A 107-turn circular coil of radius 2.41 cm is immersed in a uniform magnetic field that is perpendicular to the plane of the coil. during 0.115 s the magnetic field strength increases from 52.1 mt to 91.7 mt. find the magnitude of the average emf, in millivolts, that is induced in the coil during this time interval.

Answer 1

Average emf in the coil: 0.0672 V.

Step-by-step explanation:

Convert all units to standard SI units.

• Radius of the coil:
  `r=2.41\;\text{cm} = 2.41* 10^(-2)\;\text{m}`.
• Initial magnetic field strength:
  `B = 52.1\;\text{mT} = 52.1* 10^(-3)\;\text{T}`.
• Final magnetic field strength:
  `B = 91.7\;\text{mT} = 91.7* 10^(-3)\;\text{T}`.

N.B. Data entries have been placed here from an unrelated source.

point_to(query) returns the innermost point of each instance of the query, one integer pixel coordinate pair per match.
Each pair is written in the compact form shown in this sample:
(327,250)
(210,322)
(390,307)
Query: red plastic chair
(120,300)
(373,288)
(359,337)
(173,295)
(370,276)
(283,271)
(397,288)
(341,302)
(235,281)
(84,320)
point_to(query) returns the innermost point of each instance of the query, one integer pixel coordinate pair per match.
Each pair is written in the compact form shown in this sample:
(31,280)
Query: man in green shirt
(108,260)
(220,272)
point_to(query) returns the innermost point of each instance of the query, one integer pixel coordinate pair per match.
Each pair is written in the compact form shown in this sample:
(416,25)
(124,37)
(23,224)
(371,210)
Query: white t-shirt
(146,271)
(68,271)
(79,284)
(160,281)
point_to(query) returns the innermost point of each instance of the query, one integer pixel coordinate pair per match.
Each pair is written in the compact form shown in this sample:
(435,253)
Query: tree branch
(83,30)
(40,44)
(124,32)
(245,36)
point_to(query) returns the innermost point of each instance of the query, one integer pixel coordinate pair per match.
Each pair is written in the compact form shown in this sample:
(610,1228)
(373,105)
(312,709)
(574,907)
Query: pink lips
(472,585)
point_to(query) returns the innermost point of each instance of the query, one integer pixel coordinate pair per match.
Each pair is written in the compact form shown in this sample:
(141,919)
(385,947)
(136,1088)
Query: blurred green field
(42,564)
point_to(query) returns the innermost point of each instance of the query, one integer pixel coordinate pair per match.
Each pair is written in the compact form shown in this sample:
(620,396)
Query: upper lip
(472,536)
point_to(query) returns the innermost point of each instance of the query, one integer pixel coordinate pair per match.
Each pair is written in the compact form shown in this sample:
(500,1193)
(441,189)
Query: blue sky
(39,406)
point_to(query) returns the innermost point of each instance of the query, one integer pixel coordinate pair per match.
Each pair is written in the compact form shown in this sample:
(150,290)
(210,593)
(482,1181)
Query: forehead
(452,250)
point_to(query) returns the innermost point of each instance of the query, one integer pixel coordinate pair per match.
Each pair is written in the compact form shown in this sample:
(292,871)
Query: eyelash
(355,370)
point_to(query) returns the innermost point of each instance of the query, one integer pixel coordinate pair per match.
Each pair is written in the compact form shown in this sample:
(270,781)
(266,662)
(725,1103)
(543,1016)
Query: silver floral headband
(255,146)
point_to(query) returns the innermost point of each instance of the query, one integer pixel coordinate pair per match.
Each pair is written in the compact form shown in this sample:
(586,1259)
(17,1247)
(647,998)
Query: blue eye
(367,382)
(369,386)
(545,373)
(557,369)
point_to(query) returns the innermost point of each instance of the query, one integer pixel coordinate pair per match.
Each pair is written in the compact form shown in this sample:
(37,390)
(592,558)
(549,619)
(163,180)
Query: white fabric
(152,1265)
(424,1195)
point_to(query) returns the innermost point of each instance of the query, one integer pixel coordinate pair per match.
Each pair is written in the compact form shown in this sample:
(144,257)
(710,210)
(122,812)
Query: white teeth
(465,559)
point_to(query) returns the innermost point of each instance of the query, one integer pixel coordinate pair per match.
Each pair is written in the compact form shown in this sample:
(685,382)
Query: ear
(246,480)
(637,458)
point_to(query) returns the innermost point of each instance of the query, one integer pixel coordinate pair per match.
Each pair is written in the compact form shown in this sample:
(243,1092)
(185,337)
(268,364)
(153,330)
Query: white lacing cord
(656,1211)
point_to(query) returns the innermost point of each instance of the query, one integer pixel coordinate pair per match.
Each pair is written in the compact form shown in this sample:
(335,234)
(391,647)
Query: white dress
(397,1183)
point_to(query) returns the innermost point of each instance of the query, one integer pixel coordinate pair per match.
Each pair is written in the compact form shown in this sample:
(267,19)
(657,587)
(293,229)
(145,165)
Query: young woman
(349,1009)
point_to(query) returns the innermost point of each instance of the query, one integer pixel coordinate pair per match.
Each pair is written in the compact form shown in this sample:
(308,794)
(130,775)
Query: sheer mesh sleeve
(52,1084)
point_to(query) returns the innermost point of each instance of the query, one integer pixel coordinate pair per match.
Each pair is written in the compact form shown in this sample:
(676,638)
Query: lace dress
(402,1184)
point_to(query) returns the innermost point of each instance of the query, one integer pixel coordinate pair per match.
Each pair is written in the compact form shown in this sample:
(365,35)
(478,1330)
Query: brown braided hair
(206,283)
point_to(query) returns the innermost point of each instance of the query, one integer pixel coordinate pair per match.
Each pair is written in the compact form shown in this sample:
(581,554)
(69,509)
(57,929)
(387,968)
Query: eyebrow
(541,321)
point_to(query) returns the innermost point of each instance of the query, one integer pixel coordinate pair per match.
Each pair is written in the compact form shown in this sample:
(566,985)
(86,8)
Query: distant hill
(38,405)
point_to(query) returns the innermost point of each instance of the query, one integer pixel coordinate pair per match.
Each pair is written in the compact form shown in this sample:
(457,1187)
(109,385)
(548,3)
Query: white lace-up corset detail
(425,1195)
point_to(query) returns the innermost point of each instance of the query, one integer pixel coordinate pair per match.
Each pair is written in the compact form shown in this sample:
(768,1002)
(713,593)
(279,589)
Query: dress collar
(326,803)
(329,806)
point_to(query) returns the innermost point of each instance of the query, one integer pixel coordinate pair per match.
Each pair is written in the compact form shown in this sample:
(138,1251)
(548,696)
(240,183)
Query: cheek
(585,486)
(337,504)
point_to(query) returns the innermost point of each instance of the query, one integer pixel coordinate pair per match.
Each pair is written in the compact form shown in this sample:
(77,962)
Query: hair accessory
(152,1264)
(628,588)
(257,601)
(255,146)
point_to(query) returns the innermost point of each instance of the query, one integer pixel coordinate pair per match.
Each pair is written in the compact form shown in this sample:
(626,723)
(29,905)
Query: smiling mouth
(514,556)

Consider Faraday's Law of Induction:

`\displaystyle \begin{aligned}\epsilon &= \text{Rate of change in}\;(N\cdot \phi)\\&=\text{Rate of change in}\; (N \cdot (B\cdot A\cdot cos(\theta)))\end{aligned}`

where

• 
  `N\cdot \phi` is the magnetic flux linkage through the coil.
• 
  `N` is the number of turns in the coil.
• 
  `\phi = B\cdot A\cdot cos(\theta)` is the magnetic flux through the coil.
• 
  `B` is the strength of the magnetic field,
• 
  `A` is the area of the coil,
• 
  `\theta` is the angle between the normal of the coil and the magnetic field. The coil is perpendicular to the magnetic field. As a result, the normal of the coil is parallel with the field.
  `\theta = 0`.
  `cos(\theta) = 1`.
  `B\cdot A\cdot cos(\theta) = B\cdot A`.

The coil is circular with a radius of
`2.41* 10^(-2)\;\text{m}`. As a result,

`A = \pi\cdot r^(2) = \pi* (2.41* 10^(-2))^(2) = 1.82467* 10^(-3)\;\text{m}^(2)`.

Neither
`N` nor
`A` changes in this 0.115 seconds. As a result, the average rate of change in
`N\cdot B\cdot A` is the same as
`N\cdot A` times the average rate of change in
`B`.

`\displaystyle \begin{aligned}\text{Average}\;\epsilon &= \text{Average Rate of Change in}\; (N\cdot (B\cdot A\cdot cos(\theta)))\\&=\text{Average Rate of Change in}\; (N\cdot B\cdot A) \\&= (N\cdot A)\cdot \text{Average Rate of Change in}\;B\\&= 107* 1.82467* 10^(-3)* (91.7* 10^(-3)- 52.1* 10^(-3))/(0.115)\\ &=0.0672\;\text{V}\end{aligned}`.

All numbers in the question come with three sig. fig. Keep more sig. fig. than that in the calculation but round the final answer to three sig. fig.